The MEF images from Example 1 were segmented and organelles segmentation was further extracted for quantification. To do this, each cell segment was described by a different set of features, each appropriate for the general description of an organelle's state as it related to the state of the cell. Examples of the segmented cell features included cell perimeter, area, organelle number (total and average), nucleus average perimeter and area, eccentricity, roundness and circularity. A total of 26 features were extracted.
From the 26 extracted features of Example 2, the following were designed: (i) a neural network with an input layer of 26 neurons (one per each engineered feature); (ii) an output layer with two neurons (corresponding to the two classes, controls and mutations); and (iii) two hidden layers (40 neurons). The network was trained for 120 epochs using the arrays of the 26 extracted features. Two classes were used for training: controls and single transformed cells. The training accuracy reached 98% as well as a validation accuracy of 97%. When the neural network was tested using the double transformed extracted features, an accuracy of around 78% was reached.
The neural network of Example 3 was unboxed using an RxREN algorithm. The RxREN algorithm adopted a reverse engineering approach to extract rules from the trained neural network based on a subset of the testing data. A pruning of input neurons was used to reduce the dimensionality of the input data.

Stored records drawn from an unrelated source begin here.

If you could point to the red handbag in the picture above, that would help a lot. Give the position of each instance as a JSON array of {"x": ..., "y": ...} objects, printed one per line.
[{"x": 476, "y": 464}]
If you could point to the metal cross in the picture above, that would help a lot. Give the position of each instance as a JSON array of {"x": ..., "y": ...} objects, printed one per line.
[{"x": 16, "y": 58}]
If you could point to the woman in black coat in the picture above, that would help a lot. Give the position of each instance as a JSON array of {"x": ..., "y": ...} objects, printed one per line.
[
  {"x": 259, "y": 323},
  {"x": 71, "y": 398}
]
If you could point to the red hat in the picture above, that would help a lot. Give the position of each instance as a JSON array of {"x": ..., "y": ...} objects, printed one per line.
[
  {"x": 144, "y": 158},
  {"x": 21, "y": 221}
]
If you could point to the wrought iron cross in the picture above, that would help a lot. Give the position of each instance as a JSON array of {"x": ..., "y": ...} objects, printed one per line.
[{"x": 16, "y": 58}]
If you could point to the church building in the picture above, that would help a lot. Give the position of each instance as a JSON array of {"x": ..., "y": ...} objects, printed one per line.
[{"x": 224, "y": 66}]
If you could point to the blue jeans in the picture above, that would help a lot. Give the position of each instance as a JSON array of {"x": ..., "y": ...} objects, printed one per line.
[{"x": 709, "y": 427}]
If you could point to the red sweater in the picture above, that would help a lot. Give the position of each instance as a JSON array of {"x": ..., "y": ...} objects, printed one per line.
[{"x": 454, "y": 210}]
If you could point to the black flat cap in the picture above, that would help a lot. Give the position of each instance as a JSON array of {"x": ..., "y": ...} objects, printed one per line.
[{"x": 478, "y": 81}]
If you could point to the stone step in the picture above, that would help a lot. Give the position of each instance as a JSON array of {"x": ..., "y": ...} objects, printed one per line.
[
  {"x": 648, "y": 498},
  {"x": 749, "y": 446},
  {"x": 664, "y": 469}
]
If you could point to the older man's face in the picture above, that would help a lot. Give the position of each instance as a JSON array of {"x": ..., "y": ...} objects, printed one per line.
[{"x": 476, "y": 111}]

Next, the misclassified training data (i.e., the training data whose assigned label is not correct) were exploited to infer the set of rules that allow the neural network to assign each of the possible output classes. The customized version of the RxREN algorithm consisted of five different phases: (1) input pruning, (2) input range computation, (3) rule definition, (4) rule pruning, and (5) rules update. Finally, a set of rules were established correlating specific input cellular morphologies to the H-Ras and Myc modifications most likely responsible for the cellular morphology.
This invention was made with Government support under DBI-1548297 awarded by the National Science Foundation. The Government has certain rights to this invention.